Variability within and across sites as well as other variables not included in these analyses appeared to be more important drivers of differences in sapling densities and biomass than either overstory condition of nearby retention (aggregate vs. intact forest) or distance from edge (
Figure 2,
Table A2). Although a reduction in total large sapling biomass was observed in harvested areas immediately adjacent to aggregates, the density of large saplings in total, and the density and biomass of large
P. tremuloides saplings specifically, was variable and not significantly different from open conditions at all distances from edge.

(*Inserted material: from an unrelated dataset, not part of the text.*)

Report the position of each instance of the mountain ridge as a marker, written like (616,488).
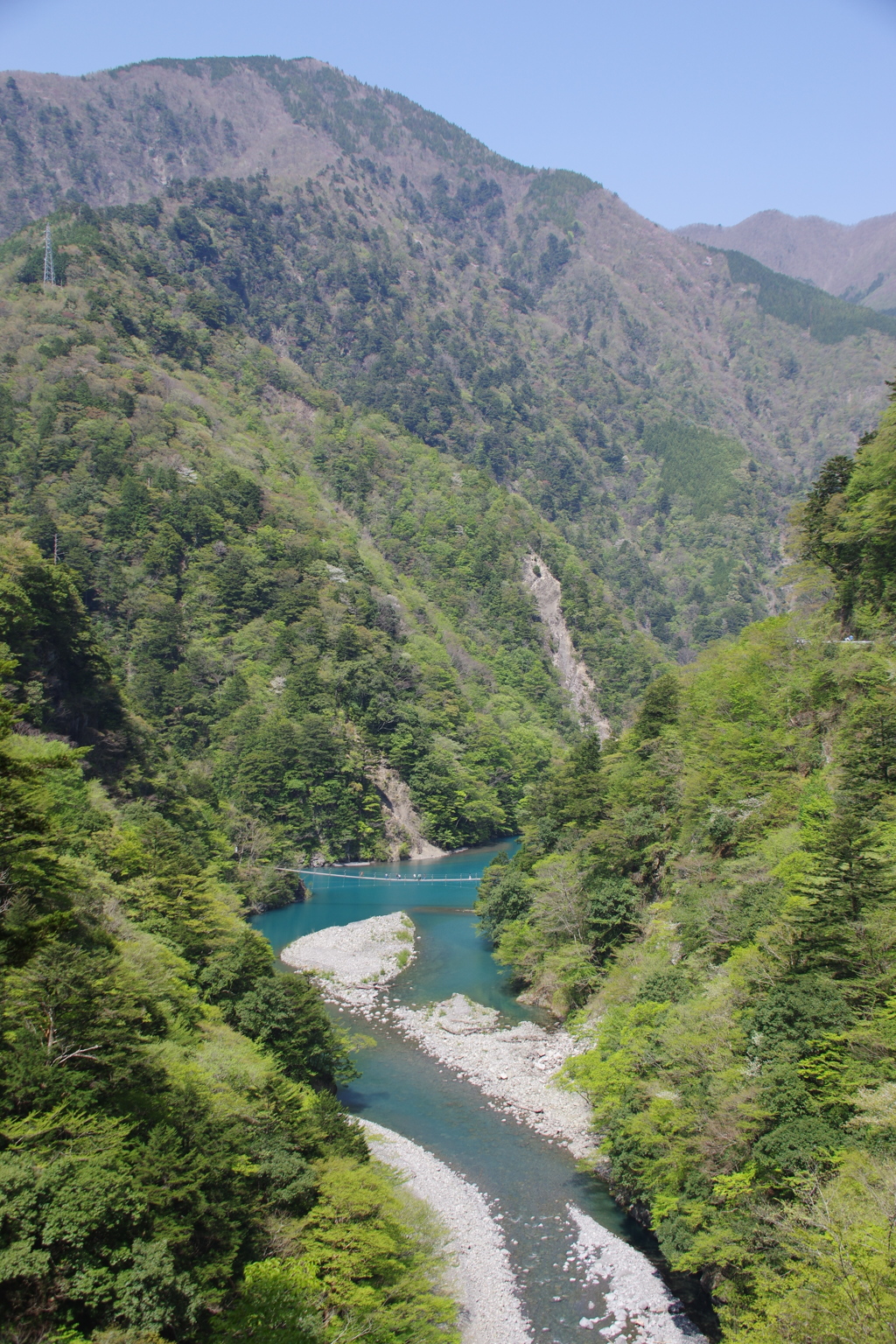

P. tremuloides abundance also showed only weak relationships with the two NMS axes associated with distance from edge and overstory condition (Axes 1 and 3, respectively). These results contrast with reductions in stem density and biomass observed in
P. tremuloides-dominated systems with 40% basal area retained [
38]. However, our results align with findings that retention level (up to 50% basal area retained) had little effect on total or specifically aspen/birch sapling densities [
22] and that stem density may be less impacted by retained overstory trees than growth rates [
27]. Comparable eucalypt densities and growth rates between harvests with aggregated retention compared to clearcuts also suggests negative impacts on crop tree regeneration may be less of a concern in some systems [
60]. The negative forest influence on sapling diameter diversity observed here, while minimal, suggests that overstory retention may retard structural development [
60].
Shrub biomass immediately adjacent to aggregates, while not found to be significantly affected by forest influence, may have been high enough on average to make up for any reduction in sapling biomass contributing to the overall standing biomass pool (
Figure 3). Aggregates had a negative influence on seedling cover up to 5 m into regenerating harvest areas, but negative correlations between seedling cover and multiple measures of shrub abundance suggest this could have been an indirect effect resulting from the level of competition exerted by shrubs which were relatively high in density, biomass, and cover near the harvested side of those edges (
Figure 3). As observed in boreal aspen-mixed woods [
35], retention did not appear to reduce competition from shrubs in nearby harvested areas. In fact, interpretation of the lesser difference between observed plots and reference (open, harvested) plots near aggregates along Axis 3 (positively correlated with small shrub abundance) suggests the possibility that aggregates had a lower negative influence on shrubs than intact forest.